Rechtsgleichheitsgebot

Das verfassungsmässige Ziel der Wohneigentumsförderung steht, so wie es von der Initiative angestrebt wird, in Konkurrenz zu anderen gleichrangigen Verfassungsnormen, namentlich dem Gleichbehandlungsgebot. Zwischen dem Wohneigentumserhalt und dem Gebot der Rechtsgleichheit liegt ein Spannungsfeld zweier Verfassungsziele vor. Jede Unterstützung spezifischer Anliegen (im vorliegenden Fall: Rentnerinnen und Rentner mit Wohneigentum) beinhaltet zwangsläufig eine Benachteiligung aller nicht geförderten Gruppen (im vorliegenden Fall aller Mieterinnen und Mieter sowie der Wohneigentümerinnen und Wohneigentümer, die noch nicht in Rente sind). Insofern stellt sich die Frage, ob mit der Einführung eines generellen Wahlrechts zur Abschaffung des Eigenmietwerts für Rentnerinnen und Rentner das Rechtsgleichheitsgebot gegenüber diesen Gruppen verletzt wird. Dem Rechtsgleichheitsgebot gegenüber der Mieterschaft wird nicht nachgelebt, wenn das Wahlrecht ausgeübt und dennoch Unterhaltskosten in der Höhe von 4000 Franken (oder sogar in unbegrenzter Höhe im Falle von sämtlichen energiesparenden, umweltschützenden oder denkmalpflegerischen Massnahmen) abgezogen werden können, wie dies die Volksinitiative vorsieht.

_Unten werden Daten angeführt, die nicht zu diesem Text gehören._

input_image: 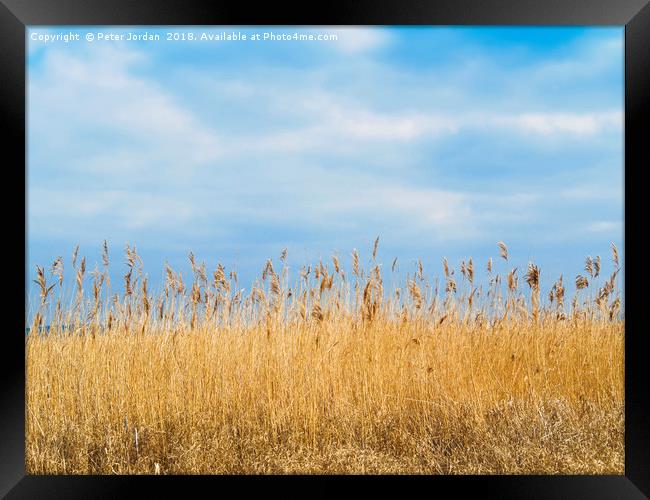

Wenn die Bundesverfassung den Bund zur Förderung des Wohneigentums verpflichtet, dann strebt sie vorteilhafte Rahmenbedingungen für alle Bevölkerungsgruppen an. Auf Artikel 108 BV gestützte Massnahmen müssen daher allen Personen zugute kommen, die Wohneigentum erwerben wollen, und nicht bloss bestimmten Personengruppen. Die Volksinitiative will demgegenüber keine allgemeinen Förderungsmassnahmen, sondern ausdrücklich eine steuerliche Begünstigung einer bestimmten Gruppe von Eigentümerinnen und Eigentümern ­ und diese Gruppe umfasst erst noch Personen, die meistens schon lange Wohneigentum besitzen.

5315

Der Verzicht auf die Eigenmietwertbesteuerung ist unwiderruflich. Ändert sich die finanzielle Situation eines Rentners, der auf die Eigenmietwertbesteuerung verzichtet hat, weil er z.B. wegen dringender Renovationen eine Hypothek aufnehmen muss, so kann er nicht mehr auf seinen Entscheid zurückkommen. Dies hat zur Folge, dass er künftig gegenüber einem pensionierten Wohneigentümer in gleicher finanzieller Situation, der das Wahlrecht nicht beansprucht hat, ungleich besteuert wird, da er seine neu anfallenden Schuldzinsen nicht mehr zum Abzug bringen kann.

4.4

Umsetzungsrechtliche Herausforderungen

Der Blick auf die Umsetzung zeigt, dass die Volksinitiative nichts beiträgt zu einer Vereinfachung des Steuerrechts. Die Einführung eines Wahlrechts ist in einem Massenverfahren, wie es das Steuerveranlagungsverfahren ist, stets problematisch und mit zusätzlichem Verwaltungsaufwand verbunden.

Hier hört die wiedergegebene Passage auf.